Goldsborough notes that, though neither group is monolithic in its beliefs, "dealer and collector interests here don't necessarily coincide".
Many collectors take a middle ground approach, neither the position at one extreme of ACCG or at the other extreme of the Archaeological Institute of America, a middle ground position that's represented as the article points out by Alan M. Stahl of Princeton University. This middle ground position was also spelled out well by Richard Witschonke of the American Numismatic Society in an editorial published by the Celator magazine in January 2009, which disagrees with approach of ACCG. Scholars like these support actions that preserve information now lost with the current ancient coin distribution system, which has been in place for many decades and which ACCG is trying to preserve, in which the majority of new ancient coin finds are secretly and illegally smuggled out of source countries so as not to run afoul of the laws of these countries.

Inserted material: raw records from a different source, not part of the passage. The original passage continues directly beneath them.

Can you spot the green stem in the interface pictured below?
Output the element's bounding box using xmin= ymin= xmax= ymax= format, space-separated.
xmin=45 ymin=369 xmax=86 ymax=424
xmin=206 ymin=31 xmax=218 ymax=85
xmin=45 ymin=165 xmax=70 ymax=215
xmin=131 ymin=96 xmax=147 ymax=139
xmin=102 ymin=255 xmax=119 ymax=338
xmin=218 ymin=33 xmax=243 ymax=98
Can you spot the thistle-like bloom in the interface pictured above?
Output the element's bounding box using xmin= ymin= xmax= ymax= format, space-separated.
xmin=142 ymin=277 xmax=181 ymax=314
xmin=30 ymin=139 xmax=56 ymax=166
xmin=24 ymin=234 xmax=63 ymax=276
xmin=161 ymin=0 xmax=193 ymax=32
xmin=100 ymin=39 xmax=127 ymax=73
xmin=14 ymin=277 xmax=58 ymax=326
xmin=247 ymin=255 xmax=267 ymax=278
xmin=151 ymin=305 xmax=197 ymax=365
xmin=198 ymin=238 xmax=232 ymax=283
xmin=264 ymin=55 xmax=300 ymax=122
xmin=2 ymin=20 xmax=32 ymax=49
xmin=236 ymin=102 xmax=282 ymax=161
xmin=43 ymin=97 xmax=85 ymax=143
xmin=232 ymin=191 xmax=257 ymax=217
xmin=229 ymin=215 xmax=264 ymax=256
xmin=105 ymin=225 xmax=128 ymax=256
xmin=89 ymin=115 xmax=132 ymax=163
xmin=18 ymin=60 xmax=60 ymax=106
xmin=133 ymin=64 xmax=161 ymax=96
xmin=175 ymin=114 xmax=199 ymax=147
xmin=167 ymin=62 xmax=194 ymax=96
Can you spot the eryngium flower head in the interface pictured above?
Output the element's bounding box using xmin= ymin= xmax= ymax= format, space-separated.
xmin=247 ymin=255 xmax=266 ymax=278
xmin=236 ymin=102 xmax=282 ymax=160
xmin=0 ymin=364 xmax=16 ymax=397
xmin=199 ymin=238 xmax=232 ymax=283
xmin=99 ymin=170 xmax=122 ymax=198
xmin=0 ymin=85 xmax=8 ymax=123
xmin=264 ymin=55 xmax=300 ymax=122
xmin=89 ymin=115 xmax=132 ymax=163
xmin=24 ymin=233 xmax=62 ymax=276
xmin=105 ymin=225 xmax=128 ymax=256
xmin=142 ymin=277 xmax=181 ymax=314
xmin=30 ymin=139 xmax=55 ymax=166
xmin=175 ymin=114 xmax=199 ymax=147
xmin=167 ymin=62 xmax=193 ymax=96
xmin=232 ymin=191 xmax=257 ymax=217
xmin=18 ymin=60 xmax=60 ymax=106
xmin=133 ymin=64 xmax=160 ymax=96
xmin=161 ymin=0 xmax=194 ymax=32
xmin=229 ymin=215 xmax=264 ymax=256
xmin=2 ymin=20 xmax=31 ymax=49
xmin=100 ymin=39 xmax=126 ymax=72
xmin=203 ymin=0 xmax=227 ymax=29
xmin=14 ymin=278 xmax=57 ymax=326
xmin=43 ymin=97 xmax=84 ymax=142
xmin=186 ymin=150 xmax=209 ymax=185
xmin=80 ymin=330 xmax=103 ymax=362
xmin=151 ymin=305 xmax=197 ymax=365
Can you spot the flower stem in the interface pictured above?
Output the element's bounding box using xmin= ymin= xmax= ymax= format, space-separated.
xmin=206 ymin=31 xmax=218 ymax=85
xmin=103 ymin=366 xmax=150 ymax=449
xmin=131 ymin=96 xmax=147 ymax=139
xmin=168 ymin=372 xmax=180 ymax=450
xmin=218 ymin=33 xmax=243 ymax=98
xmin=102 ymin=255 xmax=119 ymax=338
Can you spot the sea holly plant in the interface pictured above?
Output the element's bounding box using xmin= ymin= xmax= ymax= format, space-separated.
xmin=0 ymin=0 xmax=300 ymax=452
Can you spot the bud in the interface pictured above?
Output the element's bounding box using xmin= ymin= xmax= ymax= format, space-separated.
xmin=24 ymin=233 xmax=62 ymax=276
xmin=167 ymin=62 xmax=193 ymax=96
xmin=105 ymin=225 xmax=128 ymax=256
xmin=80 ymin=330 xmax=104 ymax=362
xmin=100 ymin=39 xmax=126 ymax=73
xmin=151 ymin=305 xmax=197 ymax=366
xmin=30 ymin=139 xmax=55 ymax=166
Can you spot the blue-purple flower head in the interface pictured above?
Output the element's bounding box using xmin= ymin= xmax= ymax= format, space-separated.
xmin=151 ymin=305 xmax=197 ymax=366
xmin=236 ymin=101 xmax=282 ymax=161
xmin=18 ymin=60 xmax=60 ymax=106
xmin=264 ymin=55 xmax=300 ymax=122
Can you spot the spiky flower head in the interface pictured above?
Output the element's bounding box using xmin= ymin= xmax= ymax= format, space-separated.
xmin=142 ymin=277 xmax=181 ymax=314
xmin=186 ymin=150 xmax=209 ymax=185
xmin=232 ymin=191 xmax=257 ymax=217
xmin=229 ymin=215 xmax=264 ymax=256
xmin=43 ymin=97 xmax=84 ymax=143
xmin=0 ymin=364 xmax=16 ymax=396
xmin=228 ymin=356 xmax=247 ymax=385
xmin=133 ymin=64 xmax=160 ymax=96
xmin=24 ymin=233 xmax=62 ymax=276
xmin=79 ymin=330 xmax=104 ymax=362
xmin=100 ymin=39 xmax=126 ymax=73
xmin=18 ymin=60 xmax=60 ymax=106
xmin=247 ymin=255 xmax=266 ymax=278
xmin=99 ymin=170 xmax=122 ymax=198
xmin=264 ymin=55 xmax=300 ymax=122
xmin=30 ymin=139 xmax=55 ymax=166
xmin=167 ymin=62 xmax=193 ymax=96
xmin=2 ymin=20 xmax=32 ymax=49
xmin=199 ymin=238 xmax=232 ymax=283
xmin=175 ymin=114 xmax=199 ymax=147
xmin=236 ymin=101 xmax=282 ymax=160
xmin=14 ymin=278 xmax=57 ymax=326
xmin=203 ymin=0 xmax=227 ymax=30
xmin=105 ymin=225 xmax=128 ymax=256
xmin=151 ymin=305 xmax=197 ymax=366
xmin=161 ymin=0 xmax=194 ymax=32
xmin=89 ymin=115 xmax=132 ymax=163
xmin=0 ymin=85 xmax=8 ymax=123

Both Stahl and Witschonke's editorials have been mentioned in this blog. Goldsborough argues that what's needed most of all "isn't the preservation of the current badly flawed system" but changes which will allow the proper study of coin and artifact finds can be studied, which could greatly add to our knowledge. He accepts that museums in the source countries should have the first option on what they wanted to curate and display, but that then the ethical collector could have access to the rest. Goldsborough suggests that instead of kicking aginst the laws, the collectors in ACCG should be actively working for a change in any laws that prevent these things happening. His position is that ethical, law abiding private collecting which adds to our knowledge of the past should be preserved, but the current system of the acquisition of coins to collect needs changing. I agree entirely.

It is good to learn that not all coin collectors of ancient coins are beind the anti-social activities of the ACCG and its officers. Goldsborough notes that
Of the ten objectives of ACCG that it spells out at its site, none deal with improving the current badly flawed distribution system. Not surprisingly, none of ACCG's seven officers are affiliated with any universities or museums and its benefactors are primarily (or exclusively?) ancient coin dealers and the VCoins marketplace.
Maybe, since US coin dealers have already highjacked the concept of an "Ancient Coin Collector's" advocacy group, it is time thinking and ethical collectors of ancient coins set up their own advocacy group, Advocates for Change in the Ancient Coin Trade (ACACT)? If dealers presume to tell unthinking collectors what's what, let us see ethical and thinking collectors take the initiative and tell dealers what they want for a change.